I will probably go for an easy swim tonight. Though I cleaned out the part of the basement dedicated to bikes last night, and did an assessment of what needs to be done to the family’s five bikes (My beauty road bike, my beater road bike, my beater mountain bike, Missy’s hybrid, and Jake’s tiny bike) prior to spring. Although the rains have washed much of the sand off the roads, and I may be sorely tempted to log a quick 15 or 20 miles on Saturday.

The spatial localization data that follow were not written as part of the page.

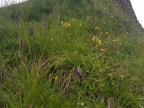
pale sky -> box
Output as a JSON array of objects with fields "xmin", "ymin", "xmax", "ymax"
[
  {"xmin": 0, "ymin": 0, "xmax": 144, "ymax": 28},
  {"xmin": 129, "ymin": 0, "xmax": 144, "ymax": 28},
  {"xmin": 0, "ymin": 0, "xmax": 28, "ymax": 7}
]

** The reason I nag is that I’ve had a couple of FOAF (Friends of a Friend) whose lives have been saved by donated blood. I understand that not everyone can give, too, and apologize in advance if for whatever reason you can’t.

Slipping?

Forgot to bring a drink for lunch today, so I stopped at the Circle K (or 7-11, or Stop ‘n’ Go). Picked up a Squishy. Did I break Lent? I vote no: the goal was to give up eating crap, and a Squishy is not food. Supporting the no vote is this morning’s unofficial weigh in somewhere south of two pounds lighter than Monday.

Quick run at lunch after two epics – Programmed the Forerunner for a 5K. Finished in 24 something, a 7:57 average pace. Yeah, baby, sub-8’s. I think I could have done a 7:45 if I’d pushed down to nothing, but it was windy, windy. The last mile was almost all into the wind, and was about an 8:20 pace.

Great run, although I’m kind of getting paranoid about having three strong runs in a row and still feeling gooooood.